# wie kann ich auf meinen pc zugreifen?



## Xzarus (27. Januar 2003)

Wie kann ich per FTP auf meinen PC zugreifen?!
Ich will (sofern anders möglich) keinen Server aus meinem PC machen, ich möchte nur ermöglichen, dass ich von irgendtwo anders auf die daten meines PCs zugreifen kann (sofern dieser selbstverständlich auch im Internet ist)...

wie geht das? (hoffentlich unkompliziert  )

danke schonmal 
xzarus


----------



## edi (27. Januar 2003)

ftp steht für file transfer protocoll
d.h. du kannst nur mit daten rumspielen (senden - empfangen)

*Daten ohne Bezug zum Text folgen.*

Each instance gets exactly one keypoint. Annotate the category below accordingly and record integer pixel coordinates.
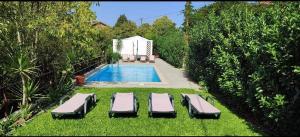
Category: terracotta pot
(80, 79)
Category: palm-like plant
(23, 66)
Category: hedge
(252, 55)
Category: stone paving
(170, 76)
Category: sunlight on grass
(97, 122)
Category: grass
(97, 122)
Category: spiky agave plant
(23, 66)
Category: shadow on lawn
(162, 116)
(79, 116)
(242, 111)
(124, 116)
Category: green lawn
(97, 122)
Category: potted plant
(80, 79)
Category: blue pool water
(125, 73)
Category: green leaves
(249, 52)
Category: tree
(186, 26)
(121, 20)
(187, 15)
(162, 25)
(144, 30)
(127, 29)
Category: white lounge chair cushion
(123, 102)
(161, 103)
(131, 57)
(71, 105)
(151, 57)
(201, 105)
(143, 58)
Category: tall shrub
(251, 55)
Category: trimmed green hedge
(171, 47)
(251, 55)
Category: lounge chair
(161, 103)
(123, 103)
(124, 58)
(197, 105)
(143, 59)
(151, 58)
(131, 58)
(77, 105)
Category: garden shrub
(251, 55)
(171, 47)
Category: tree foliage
(249, 52)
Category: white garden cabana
(136, 45)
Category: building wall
(133, 46)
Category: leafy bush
(250, 55)
(171, 47)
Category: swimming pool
(125, 73)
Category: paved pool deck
(170, 76)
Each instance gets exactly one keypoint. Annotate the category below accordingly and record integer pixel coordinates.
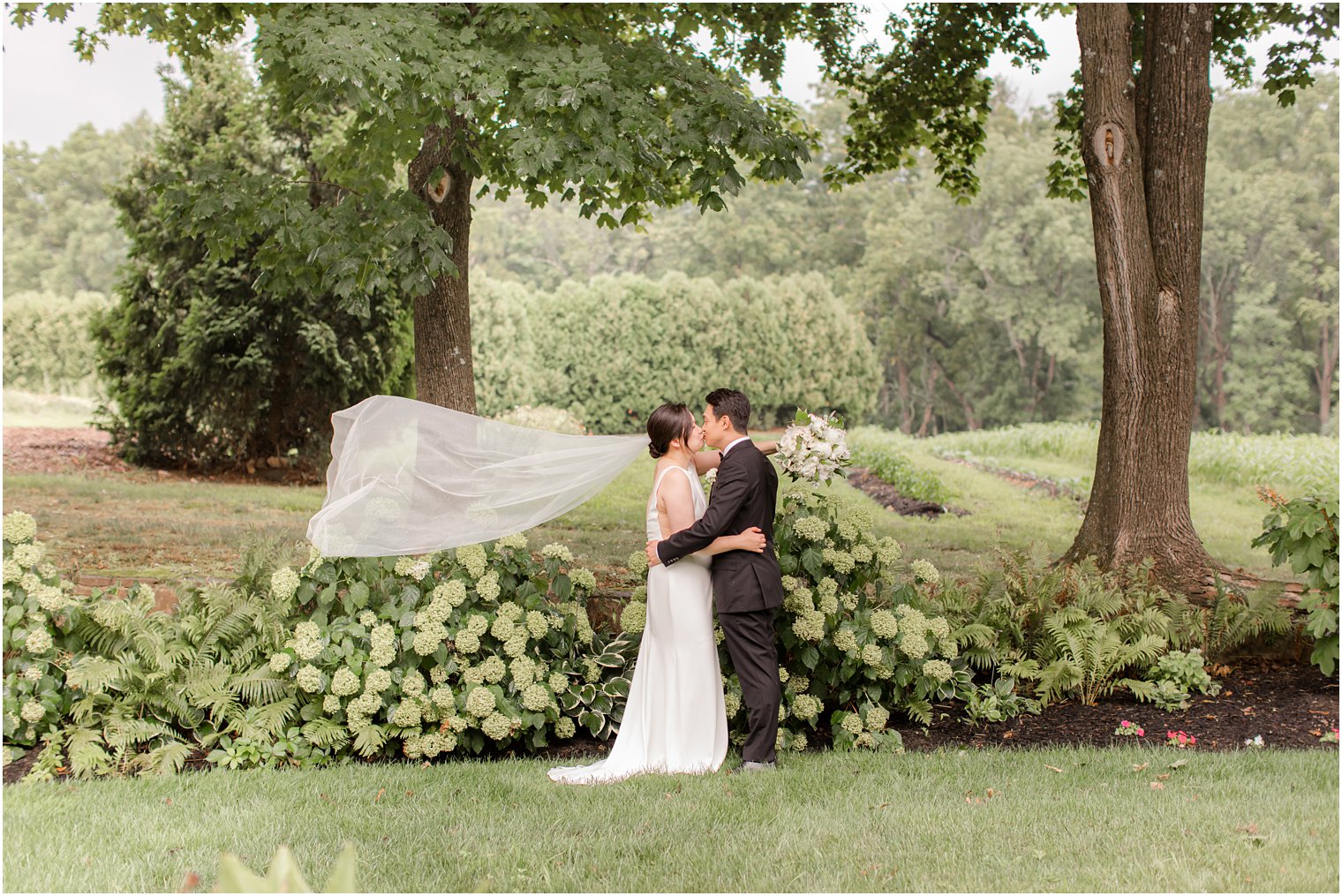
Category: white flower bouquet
(815, 448)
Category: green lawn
(1247, 821)
(137, 524)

dein pc mit ftp zu steuern wird daher etwas schwierig...

kannst du deine frage bitte bisschen präzisiern =)


cheers
***edi


----------



## Xzarus (27. Januar 2003)

naja... ich möchte meinen PC nicht dazu nutzen, eine Internetseite zu betreiben, sondern...

z.B. wenn ich irgentwo bin  und möchte irgenteine Datei von meinem PC haben (gehen wir davon aus, der is im Internet), wie komme ich dann ran?

Also wie kann ich Dateien von meinem PC "downloaden"???

(hoffentlich "präzieser" )


----------



## edi (27. Januar 2003)

ja k 
is verständlich genug (sry)

dafür musst nen ftp server aufmachen 
dafür gibts genug progs im inet (zb g6Ftp oder serv-u)


cheers
***edi


----------



## Arne Buchwald (27. Januar 2003)

Bitte  .

Über die Remote-Abfrage des heimischen PCs via DynDNS-Diensten gibt's genug Themen.

/closed


----------